Some of the stories we cover every day take us on an emotional roller coaster. You can be happy, bewildered, scared or sad. For some reason I have the hardest time dealing with happy and sad. Sometimes when I do a feature over someone with a positive or happy story, I’m overcome by the character they’ve shown throughout their life or the struggles they had to overcome. I always feel so grateful to have met them.
The first time I experienced such strong emotion was when I covered the opening of the National WASP World War II Museum in my hometown of Sweetwater, Texas, a museum dedicated to Women Airforce Service Pilots. My hometown was where their training base was located. They were trailblazing patriots who paved the way for all women to be treated equally and to be able to serve their country. I cried on the way home after the ceremony; I was just so moved by their stories.
The latest incident of emotional news coverage happened last Friday. I interviewed the woman who helped make Oklahoma the first state with a pancreatic cancer awareness license plate. The tag will be released in November and $20 out of the tags $35 price will go towards pancreatic cancer research. The disease has grim statistics like – for every 425 patients diagnosed in Oklahoma this year with pancreatic cancer, 400 will die within one year from the disease. King chose to support this disease because her twin sister Connie died from it in 2008. Throughout the entire interview King kept it together except once when she spoke of life without her best friend.

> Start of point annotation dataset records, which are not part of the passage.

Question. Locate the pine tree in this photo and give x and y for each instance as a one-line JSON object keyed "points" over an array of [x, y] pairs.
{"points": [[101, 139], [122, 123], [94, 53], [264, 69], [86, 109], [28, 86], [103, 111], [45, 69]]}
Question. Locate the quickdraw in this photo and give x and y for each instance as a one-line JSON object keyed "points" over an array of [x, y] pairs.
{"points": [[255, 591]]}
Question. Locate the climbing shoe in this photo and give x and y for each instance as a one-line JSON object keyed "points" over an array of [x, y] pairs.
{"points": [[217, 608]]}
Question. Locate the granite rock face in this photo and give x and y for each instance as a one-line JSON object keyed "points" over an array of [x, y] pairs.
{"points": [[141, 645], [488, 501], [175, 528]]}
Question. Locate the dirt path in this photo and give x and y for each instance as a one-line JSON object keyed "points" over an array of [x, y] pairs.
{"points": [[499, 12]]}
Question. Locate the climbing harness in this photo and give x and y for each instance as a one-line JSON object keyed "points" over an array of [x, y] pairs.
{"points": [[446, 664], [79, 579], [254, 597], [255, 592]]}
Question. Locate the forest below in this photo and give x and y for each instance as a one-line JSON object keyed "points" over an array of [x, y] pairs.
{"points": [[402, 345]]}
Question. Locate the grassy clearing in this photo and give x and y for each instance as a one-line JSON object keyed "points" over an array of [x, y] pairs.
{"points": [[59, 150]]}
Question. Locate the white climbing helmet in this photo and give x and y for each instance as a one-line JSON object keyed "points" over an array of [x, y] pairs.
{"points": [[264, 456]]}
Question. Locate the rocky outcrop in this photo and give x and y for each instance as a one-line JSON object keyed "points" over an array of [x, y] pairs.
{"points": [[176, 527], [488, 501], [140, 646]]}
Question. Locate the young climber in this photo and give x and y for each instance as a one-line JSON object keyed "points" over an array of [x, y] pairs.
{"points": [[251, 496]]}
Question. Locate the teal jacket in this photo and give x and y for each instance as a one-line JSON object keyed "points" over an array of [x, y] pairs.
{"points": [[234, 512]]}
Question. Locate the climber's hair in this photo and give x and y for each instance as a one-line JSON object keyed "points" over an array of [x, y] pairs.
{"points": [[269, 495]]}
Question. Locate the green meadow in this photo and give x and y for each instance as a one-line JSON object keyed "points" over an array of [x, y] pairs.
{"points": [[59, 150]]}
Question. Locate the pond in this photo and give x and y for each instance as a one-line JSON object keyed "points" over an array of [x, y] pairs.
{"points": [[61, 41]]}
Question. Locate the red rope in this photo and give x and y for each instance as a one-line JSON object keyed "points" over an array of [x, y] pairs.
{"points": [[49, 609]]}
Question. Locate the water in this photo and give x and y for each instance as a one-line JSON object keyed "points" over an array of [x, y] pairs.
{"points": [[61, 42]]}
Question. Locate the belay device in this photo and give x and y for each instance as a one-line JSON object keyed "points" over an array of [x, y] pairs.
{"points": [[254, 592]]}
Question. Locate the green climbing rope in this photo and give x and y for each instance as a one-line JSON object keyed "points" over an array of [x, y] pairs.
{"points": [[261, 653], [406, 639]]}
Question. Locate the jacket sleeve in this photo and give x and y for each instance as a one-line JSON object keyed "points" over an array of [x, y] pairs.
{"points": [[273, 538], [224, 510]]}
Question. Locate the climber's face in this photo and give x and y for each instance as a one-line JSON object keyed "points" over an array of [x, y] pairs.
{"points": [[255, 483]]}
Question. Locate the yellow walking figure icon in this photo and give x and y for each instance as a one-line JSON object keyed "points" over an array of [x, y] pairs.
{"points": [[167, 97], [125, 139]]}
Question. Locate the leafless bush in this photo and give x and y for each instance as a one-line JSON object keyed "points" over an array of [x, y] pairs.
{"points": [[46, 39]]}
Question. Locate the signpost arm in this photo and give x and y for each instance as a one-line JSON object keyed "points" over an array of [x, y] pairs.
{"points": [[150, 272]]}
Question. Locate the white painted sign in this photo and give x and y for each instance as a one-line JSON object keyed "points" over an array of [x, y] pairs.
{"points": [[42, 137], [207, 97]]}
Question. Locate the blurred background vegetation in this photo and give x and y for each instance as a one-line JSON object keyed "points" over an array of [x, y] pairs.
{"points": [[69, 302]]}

“To be able to do this in her memory means a lot,” King said with a shaky voice. Then tears filled her eyes as she went on. “The first year was very difficult and I’ve gotten better. I’m past my grief but I still have my days.”
My eyes got a little teary but I held it together until I got in my car after the interview. I have a twin sister who just happened to be born three years late. We often say the same thing at the exact same time, wear the same thing though we live 10 hours apart and sometimes I’ll have strange emotions throughout the day that make no sense and it turns out she had a bad day. She was all I kept thinking of while I cried, but it was difficult forcing myself away from those thoughts during the interview. Even now while writing it, I have a lump in my throat.
I love this career but it is tough in so many ways. A professor once said that your Weltanshauung – German for world view, philosophy, ideology – is what makes you unique and a good journalist. But you’re a great journalist when you can remove yourself from your weltanshauung and just report.